You’ve probably read enough elsewhere about the designation here in China for foreigners, “Lao Wai,” so I don’t think I need to rehash it here.

But I’ve also mentioned “Northerners” in this blog, people who come to coastal southern Fujian Province from less prosperous regions–perhaps mostly from Sichuan and Anhui Provinces–to make money doing the crappy jobs the locals no longer need or want to undertake themselves and who, as far as these locals are concerned, are “to blame” for most major “street crimes” and so on.

(Uh, hello, USA, anything sound familiar there?)

But I finally got a deeper insight, a linguistic one, into the locals’ view of these “migrant workers.”

When we’re talking in English, my Wife has used the term “Northerners” with me when referring to these “outsiders.” In standard Mandarin, she and others have used the term “bei fang ren” (北方人), which I think any good translator would render simply as “Northerners.”

But in a recent conversation I overheard, I caught wind of a different name, “a bei zi” (啊北子), and I learned that this is the name used with a bit of disdain for these “outsiders” (who happen to be from the same country).

Any name for a group of people that has this “zi” (子) character in it implies inferiority (status or situational) of some type, as I’ve encountered it. Haizi (孩子) mean ‘child’, yangguizi (洋鬼子) means ‘foreign devil’, and so on.

If I had to translate “a bei zi” (啊北子), I’d probably use “Northies,” sort of like how those from South Boston are referred to disdainfully as “Southies” by those of greater social standing in the Boston area.

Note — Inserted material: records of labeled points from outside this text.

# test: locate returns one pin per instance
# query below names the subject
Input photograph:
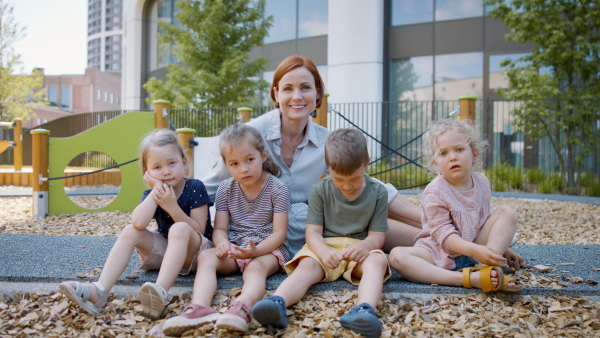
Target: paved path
(29, 261)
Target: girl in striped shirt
(249, 233)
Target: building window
(457, 9)
(52, 95)
(462, 74)
(407, 12)
(65, 97)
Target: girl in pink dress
(459, 228)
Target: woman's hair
(346, 150)
(159, 138)
(239, 133)
(466, 127)
(290, 63)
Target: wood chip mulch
(50, 314)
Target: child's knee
(508, 213)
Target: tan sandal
(485, 276)
(80, 295)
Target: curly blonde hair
(466, 127)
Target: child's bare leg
(371, 273)
(205, 284)
(119, 256)
(255, 278)
(183, 245)
(416, 265)
(499, 229)
(294, 287)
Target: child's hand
(222, 249)
(332, 258)
(164, 196)
(514, 260)
(237, 252)
(486, 256)
(150, 181)
(356, 253)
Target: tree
(18, 92)
(562, 73)
(212, 47)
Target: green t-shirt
(328, 207)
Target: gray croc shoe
(153, 298)
(80, 295)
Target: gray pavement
(38, 261)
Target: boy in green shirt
(345, 231)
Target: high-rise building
(105, 35)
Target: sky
(55, 35)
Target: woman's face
(296, 94)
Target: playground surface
(564, 236)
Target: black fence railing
(518, 160)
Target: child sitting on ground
(250, 228)
(459, 229)
(345, 230)
(180, 208)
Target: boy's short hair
(346, 151)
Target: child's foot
(192, 316)
(270, 311)
(362, 320)
(236, 318)
(153, 299)
(90, 297)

Of course this made me curious as to whether the “Northies” have a name for the locals around here, but if they do, no one I was talking with knew what it might be. The DID, however, know what people down in Xiamen call people in the Jinjiang region when speaking with a bit of mild scorn: nei di zi (內地子), which refers to their being “inlanders,” but the zi (子) character adds that tone of scorn we mentioned earlier. (The interesting angle to that story is that lots of people now leading the economic and capitalistic charge down in Xiamen are people sprung from this “inland” Jinjiang region. (And it’s not really “inland,” just “up the coast.”))

So there. If you thought all Chinese were somehow 100% united cohesively in some kind of pure “Us (China) vs. Them (the rest of the world)” official school of thought, this post is for you: now you know that Chinese of different regions and economic stations have disdainful names for each other as well.